Wednesday, July 18, 2012

Doctor not with a Patient? You're Not Working!

  • The evening news anchor only works for 20 minutes a day.
  • The cable news show anchor only works 40 minutes a day.
  • The lawyer is only working when in the courtroom or during arbitration.
  • The doctor is only working when seeing a patient.
  • The salesman is only working when he is talking to a customer.
  • The radio host with a three hour talk show only works two hours a day.
Not including commercials, Diane Sawyer only works for twenty minutes a day? Rush Limbaugh only two hours? Their time preparing for these shows don't count as work? The time a lawyer spends alone in his office building his client's case doesn't count? The physician who takes some time to read the latest research on a patient's medical condition can't count that as work? 
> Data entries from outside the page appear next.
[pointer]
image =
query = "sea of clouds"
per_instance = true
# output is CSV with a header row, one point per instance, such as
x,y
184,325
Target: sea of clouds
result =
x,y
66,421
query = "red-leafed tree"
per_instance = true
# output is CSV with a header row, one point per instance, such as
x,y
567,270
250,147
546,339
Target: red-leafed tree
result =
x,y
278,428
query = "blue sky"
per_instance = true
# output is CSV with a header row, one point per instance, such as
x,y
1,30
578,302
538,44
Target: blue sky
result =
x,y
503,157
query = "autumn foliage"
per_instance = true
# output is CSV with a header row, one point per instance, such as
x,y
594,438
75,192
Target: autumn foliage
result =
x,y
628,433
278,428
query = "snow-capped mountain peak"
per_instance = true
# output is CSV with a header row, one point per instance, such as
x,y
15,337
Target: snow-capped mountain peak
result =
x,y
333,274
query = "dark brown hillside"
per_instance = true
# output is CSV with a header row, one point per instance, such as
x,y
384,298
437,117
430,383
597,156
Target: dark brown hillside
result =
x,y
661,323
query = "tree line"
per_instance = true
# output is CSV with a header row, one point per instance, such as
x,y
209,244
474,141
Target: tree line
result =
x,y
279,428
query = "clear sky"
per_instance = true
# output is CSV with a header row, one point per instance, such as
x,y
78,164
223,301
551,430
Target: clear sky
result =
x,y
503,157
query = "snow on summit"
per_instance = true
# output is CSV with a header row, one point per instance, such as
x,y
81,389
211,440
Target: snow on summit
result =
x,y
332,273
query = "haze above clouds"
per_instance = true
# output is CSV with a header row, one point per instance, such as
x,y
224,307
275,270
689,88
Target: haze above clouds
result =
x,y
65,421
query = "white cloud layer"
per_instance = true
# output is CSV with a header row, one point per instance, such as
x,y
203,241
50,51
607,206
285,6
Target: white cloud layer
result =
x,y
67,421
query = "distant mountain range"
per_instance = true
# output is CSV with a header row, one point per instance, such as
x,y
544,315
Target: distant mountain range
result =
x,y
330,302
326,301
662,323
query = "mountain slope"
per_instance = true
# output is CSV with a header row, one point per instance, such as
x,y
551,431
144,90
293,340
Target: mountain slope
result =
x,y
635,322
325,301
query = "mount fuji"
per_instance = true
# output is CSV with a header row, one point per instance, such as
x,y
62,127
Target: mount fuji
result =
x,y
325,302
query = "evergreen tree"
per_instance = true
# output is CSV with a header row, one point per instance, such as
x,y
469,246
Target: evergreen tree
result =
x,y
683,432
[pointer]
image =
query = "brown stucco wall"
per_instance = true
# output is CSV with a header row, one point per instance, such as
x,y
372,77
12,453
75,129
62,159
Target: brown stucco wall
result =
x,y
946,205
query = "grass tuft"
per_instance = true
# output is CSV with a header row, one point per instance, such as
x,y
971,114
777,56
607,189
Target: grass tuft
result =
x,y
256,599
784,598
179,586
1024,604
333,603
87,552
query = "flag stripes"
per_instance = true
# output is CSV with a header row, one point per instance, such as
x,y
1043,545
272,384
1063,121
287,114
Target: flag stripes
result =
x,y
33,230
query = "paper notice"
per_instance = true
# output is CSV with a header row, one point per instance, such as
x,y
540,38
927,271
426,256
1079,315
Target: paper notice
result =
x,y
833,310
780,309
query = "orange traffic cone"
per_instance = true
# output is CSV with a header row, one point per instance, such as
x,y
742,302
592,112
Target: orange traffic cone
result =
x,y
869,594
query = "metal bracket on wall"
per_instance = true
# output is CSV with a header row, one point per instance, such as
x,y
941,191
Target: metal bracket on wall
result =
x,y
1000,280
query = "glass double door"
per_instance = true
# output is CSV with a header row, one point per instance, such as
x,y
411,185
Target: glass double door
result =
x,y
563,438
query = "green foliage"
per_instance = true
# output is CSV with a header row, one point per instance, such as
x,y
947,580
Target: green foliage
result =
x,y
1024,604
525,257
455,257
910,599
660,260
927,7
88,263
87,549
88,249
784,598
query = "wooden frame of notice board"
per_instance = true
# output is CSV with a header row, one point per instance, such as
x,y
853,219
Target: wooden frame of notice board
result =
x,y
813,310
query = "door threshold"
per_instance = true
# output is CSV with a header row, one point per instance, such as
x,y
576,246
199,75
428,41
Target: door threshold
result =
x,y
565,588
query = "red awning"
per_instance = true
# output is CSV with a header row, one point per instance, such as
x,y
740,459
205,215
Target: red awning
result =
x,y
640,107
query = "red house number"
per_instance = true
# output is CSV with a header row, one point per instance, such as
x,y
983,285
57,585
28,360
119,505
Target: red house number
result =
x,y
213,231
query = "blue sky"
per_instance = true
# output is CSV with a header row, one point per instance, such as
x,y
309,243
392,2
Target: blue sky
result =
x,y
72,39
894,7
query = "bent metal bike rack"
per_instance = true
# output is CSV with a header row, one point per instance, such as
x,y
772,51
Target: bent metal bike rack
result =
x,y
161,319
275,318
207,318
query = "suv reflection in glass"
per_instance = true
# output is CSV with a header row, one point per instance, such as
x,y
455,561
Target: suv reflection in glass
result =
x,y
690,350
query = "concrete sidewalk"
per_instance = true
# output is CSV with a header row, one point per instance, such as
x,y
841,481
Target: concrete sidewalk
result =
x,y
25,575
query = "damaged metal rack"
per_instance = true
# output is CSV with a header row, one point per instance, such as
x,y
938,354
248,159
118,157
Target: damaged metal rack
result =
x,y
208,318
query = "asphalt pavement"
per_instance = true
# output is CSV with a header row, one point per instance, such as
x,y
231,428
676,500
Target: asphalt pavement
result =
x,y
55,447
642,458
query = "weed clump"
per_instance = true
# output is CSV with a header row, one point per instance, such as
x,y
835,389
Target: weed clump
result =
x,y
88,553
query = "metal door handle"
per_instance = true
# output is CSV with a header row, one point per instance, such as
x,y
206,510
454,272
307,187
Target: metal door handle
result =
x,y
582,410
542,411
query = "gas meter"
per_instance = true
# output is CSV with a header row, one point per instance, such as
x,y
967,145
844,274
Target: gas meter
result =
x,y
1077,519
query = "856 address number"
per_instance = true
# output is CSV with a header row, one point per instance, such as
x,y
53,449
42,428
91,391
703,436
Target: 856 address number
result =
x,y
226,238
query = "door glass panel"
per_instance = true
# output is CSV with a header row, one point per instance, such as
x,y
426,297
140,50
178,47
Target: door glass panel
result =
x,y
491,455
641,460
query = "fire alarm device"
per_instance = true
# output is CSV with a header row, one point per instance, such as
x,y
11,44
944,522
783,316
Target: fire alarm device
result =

These assertions sound absurd, right? People in these professions would be extremely angry to hear someone make such claims about their work. Yet people frequently say these things about teachers. They only consider time spent with students to be actual work. They feel that planning periods, teacher workdays, and duty-free lunches are just ploys by teachers unions to lessen the amount work its members have to do. To the contrary, this allows teachers time to grade papers, prepare future lessons, hold conferences, etc. For most teachers, the forty or fifty minutes a day of planning is certainly not sufficient, so they end of volunteering a lot of their own time to create the best experiences for their students. As with all things, all good work takes planning. Though your doctor, lawyer, keynote speaker, media personality, etc. may not bill you for preparation time per se, please be assured that time used for preparation is factored into the cost of the product they are selling or the service they are providing.